Benim ardımdan intikamım için savaşırdı. Şu iki günde bunu anlamıştım.



"Evet, bir kaç dakika oldu." diyerek doğrulmaya çalıştım. Acıyla sızlanırken Sancaklı'nın yardımıyla doğruldum ve sırtımı yasladım. "Bir şey bulabildiniz mi?" diye sorarken kaç saattir bu halde olduğumu düşündüm. Sancaklı'nın üzerindeki kıyafetler vurulmamdan öncekilerle aynı değildi.

Belki sadece bir gece geçmiştir.


"Evet, ama bunları sen ayaklandığında konuşacağız. Şimdilik sadece dinlenmene bak." diyerek bir bardağa su doldurdu ve bana uzattı.


"Teşekkürler." diyerek aylardır su değmemiş gibi kuruyan boğazımı ıslattım. Bardağı ona geri verirken "Kaç saattir uyuyorum?" diye sordum.
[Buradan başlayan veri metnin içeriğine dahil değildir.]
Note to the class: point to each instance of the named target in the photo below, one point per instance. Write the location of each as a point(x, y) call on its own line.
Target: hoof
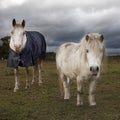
point(15, 90)
point(80, 106)
point(93, 106)
point(66, 100)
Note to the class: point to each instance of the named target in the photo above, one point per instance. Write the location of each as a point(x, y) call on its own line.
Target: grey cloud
point(62, 21)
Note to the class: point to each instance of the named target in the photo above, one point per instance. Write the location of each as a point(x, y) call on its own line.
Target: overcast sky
point(61, 21)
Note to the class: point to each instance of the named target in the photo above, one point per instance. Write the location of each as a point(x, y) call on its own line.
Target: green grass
point(45, 102)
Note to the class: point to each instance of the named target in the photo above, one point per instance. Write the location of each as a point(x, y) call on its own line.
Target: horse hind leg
point(65, 82)
point(39, 73)
point(16, 71)
point(27, 78)
point(34, 75)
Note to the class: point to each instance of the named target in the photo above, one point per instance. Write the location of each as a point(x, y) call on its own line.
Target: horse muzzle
point(94, 70)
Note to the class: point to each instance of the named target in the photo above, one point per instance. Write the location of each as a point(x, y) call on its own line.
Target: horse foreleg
point(92, 93)
point(79, 92)
point(16, 71)
point(39, 72)
point(27, 78)
point(34, 69)
point(66, 89)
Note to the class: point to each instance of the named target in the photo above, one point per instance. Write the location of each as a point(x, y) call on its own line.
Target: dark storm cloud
point(63, 21)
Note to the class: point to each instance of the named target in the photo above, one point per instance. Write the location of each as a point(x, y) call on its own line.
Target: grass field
point(45, 102)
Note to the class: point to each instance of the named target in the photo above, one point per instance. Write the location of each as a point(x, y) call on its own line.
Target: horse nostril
point(94, 69)
point(91, 68)
point(97, 68)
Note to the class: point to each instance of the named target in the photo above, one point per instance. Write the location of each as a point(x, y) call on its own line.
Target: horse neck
point(12, 44)
point(82, 52)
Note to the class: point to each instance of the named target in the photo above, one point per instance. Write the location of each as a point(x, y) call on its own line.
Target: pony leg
point(34, 69)
point(79, 92)
point(16, 71)
point(66, 89)
point(27, 78)
point(39, 72)
point(92, 93)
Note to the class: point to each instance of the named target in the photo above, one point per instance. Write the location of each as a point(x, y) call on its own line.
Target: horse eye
point(12, 32)
point(87, 50)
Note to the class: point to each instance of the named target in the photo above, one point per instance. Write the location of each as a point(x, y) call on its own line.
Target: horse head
point(94, 51)
point(18, 36)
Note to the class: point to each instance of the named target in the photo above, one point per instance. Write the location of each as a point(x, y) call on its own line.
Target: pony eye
point(12, 32)
point(87, 50)
point(24, 33)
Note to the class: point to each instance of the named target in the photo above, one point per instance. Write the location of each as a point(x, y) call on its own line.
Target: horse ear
point(87, 37)
point(101, 38)
point(23, 23)
point(14, 22)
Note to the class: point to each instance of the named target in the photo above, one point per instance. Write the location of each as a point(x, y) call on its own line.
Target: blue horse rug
point(35, 48)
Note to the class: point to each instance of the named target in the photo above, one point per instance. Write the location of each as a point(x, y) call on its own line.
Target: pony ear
point(101, 38)
point(23, 23)
point(87, 37)
point(14, 22)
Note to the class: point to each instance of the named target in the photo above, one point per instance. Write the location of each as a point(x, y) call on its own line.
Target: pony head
point(18, 36)
point(94, 51)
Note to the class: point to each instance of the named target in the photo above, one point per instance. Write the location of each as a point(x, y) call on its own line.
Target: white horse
point(25, 51)
point(81, 61)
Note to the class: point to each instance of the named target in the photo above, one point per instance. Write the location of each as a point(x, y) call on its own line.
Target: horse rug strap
point(35, 48)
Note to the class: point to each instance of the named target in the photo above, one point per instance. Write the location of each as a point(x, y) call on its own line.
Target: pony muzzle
point(94, 70)
point(17, 48)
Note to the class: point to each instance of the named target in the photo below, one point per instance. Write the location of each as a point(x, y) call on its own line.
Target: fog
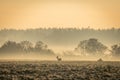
point(68, 43)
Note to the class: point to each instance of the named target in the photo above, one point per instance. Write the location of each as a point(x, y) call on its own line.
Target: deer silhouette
point(58, 58)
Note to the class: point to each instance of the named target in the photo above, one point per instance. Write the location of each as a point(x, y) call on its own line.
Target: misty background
point(59, 41)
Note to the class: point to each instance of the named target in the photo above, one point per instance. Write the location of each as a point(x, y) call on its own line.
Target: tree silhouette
point(26, 46)
point(10, 46)
point(115, 50)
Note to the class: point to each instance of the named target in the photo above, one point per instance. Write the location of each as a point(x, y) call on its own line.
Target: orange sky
point(23, 14)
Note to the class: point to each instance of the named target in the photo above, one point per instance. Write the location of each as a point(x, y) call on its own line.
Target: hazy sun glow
point(74, 13)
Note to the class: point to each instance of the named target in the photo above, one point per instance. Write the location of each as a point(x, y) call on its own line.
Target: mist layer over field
point(69, 44)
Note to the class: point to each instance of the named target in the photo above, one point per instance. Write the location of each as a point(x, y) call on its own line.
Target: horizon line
point(77, 28)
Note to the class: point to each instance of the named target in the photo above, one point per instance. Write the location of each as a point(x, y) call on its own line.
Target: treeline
point(12, 47)
point(61, 36)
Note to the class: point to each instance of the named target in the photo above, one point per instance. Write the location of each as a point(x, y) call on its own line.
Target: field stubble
point(53, 70)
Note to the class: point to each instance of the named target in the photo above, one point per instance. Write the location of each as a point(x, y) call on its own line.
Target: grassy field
point(65, 70)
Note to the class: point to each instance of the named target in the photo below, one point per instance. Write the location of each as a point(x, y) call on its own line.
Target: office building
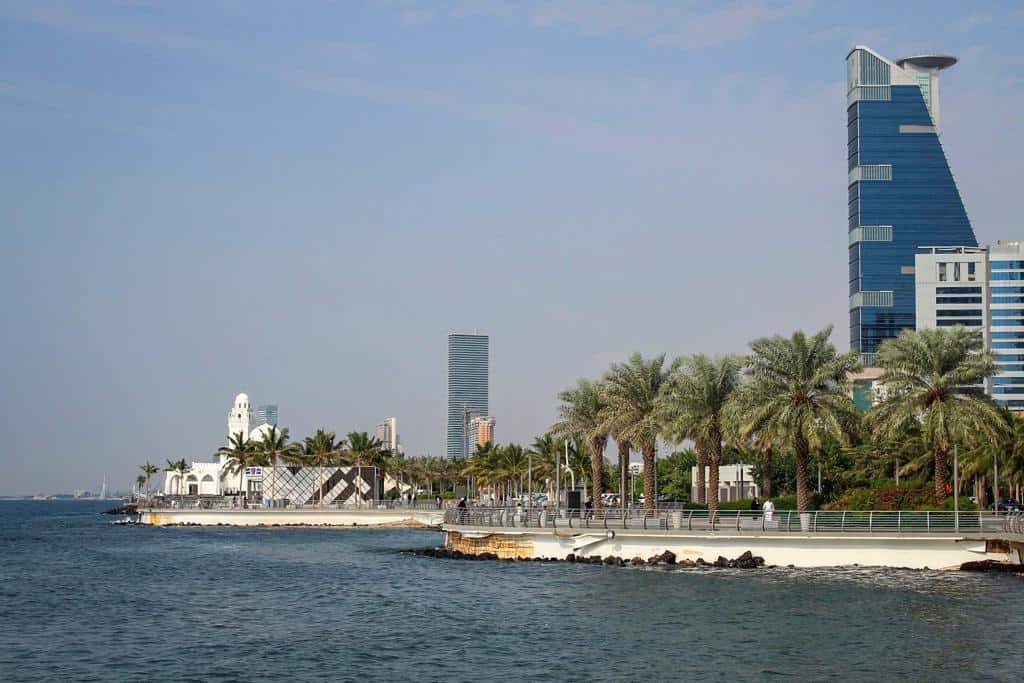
point(980, 288)
point(266, 415)
point(901, 193)
point(467, 389)
point(387, 434)
point(481, 431)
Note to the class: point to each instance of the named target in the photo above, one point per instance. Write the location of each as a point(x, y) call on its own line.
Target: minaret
point(240, 418)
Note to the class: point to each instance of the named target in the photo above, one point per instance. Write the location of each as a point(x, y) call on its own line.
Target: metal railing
point(781, 521)
point(222, 503)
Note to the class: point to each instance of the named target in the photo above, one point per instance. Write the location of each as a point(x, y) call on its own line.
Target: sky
point(300, 201)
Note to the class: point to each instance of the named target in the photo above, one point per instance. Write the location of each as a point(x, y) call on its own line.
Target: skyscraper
point(467, 384)
point(901, 193)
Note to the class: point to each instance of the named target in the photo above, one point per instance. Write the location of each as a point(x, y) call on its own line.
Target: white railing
point(781, 521)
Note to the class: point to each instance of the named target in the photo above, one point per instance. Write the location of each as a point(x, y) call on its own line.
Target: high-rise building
point(387, 434)
point(266, 415)
point(901, 193)
point(467, 388)
point(481, 431)
point(980, 288)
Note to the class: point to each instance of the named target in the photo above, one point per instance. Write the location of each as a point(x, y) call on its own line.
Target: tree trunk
point(701, 453)
point(624, 466)
point(803, 449)
point(649, 463)
point(597, 470)
point(766, 456)
point(714, 460)
point(941, 457)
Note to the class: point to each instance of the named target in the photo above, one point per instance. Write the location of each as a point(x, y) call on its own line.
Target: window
point(966, 312)
point(962, 300)
point(961, 290)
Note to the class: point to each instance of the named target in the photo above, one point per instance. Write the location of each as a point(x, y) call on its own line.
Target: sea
point(82, 599)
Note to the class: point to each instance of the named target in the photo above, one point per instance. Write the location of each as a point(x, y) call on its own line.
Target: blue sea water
point(84, 600)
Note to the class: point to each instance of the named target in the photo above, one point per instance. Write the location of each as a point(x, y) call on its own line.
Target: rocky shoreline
point(747, 560)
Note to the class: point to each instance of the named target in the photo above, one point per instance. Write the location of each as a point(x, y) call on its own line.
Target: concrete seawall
point(292, 517)
point(802, 550)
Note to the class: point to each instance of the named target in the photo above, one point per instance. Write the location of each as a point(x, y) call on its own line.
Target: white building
point(734, 482)
point(387, 434)
point(983, 288)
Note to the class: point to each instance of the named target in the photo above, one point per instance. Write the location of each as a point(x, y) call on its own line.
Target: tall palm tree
point(797, 394)
point(932, 377)
point(582, 417)
point(631, 392)
point(272, 446)
point(320, 450)
point(365, 449)
point(178, 467)
point(694, 400)
point(238, 455)
point(148, 469)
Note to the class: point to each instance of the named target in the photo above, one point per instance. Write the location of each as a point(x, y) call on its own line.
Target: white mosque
point(290, 483)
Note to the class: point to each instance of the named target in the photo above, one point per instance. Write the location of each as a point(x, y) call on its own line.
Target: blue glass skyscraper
point(901, 193)
point(468, 393)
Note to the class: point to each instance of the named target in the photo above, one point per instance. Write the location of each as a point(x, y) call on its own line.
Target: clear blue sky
point(301, 200)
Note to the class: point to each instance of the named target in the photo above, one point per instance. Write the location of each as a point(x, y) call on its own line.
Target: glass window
point(966, 312)
point(964, 300)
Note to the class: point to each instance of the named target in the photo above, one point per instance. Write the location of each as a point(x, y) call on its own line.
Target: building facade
point(467, 389)
point(979, 288)
point(266, 415)
point(901, 194)
point(387, 434)
point(481, 430)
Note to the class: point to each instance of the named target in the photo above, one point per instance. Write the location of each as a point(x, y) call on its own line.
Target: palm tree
point(631, 392)
point(274, 445)
point(364, 447)
point(796, 395)
point(932, 377)
point(148, 469)
point(581, 417)
point(179, 467)
point(699, 391)
point(320, 450)
point(238, 455)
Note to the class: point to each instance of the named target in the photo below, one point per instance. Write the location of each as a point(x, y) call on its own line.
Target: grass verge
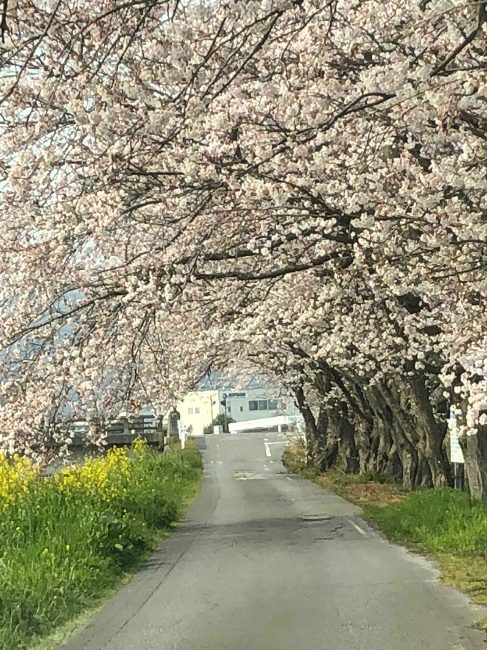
point(68, 541)
point(444, 524)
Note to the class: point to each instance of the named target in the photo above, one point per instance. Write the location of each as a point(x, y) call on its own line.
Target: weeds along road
point(266, 561)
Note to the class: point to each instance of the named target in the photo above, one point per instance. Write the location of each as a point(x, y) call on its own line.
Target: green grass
point(61, 551)
point(438, 521)
point(443, 524)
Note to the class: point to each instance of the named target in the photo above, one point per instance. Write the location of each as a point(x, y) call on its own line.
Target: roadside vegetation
point(66, 541)
point(444, 524)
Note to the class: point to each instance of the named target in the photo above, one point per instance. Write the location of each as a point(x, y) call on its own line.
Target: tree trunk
point(474, 449)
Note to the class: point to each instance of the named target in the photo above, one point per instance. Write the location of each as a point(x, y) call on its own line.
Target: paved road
point(266, 561)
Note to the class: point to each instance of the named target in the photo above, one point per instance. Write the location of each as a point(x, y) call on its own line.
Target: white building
point(199, 408)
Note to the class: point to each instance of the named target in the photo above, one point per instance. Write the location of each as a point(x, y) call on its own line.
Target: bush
point(65, 540)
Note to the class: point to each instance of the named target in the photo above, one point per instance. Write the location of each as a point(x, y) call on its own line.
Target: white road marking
point(360, 530)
Sancaklı'nın bakışları ben hariç her yerde dolanmaya başladı. "Düşünme bunları."

Tavrı karşısında kaşlarım çatıldı. "Cevap verin lütfen."

Yorgun bakışları beni buldu. Ardından kısık bir sesle cevap verdi. "Bir haftadır."



Şaşkınlık zihnimi kapladı. Çınlayan kulaklarım etraftan soyutlanmama sebep olurken ellerimi kulaklarıma dayadım ve keskin acıyla inledim. Bir haftadır uyuyor muydum? Bedenim uykusuz bıraktığım günlerin intikamını mı almıştı benden?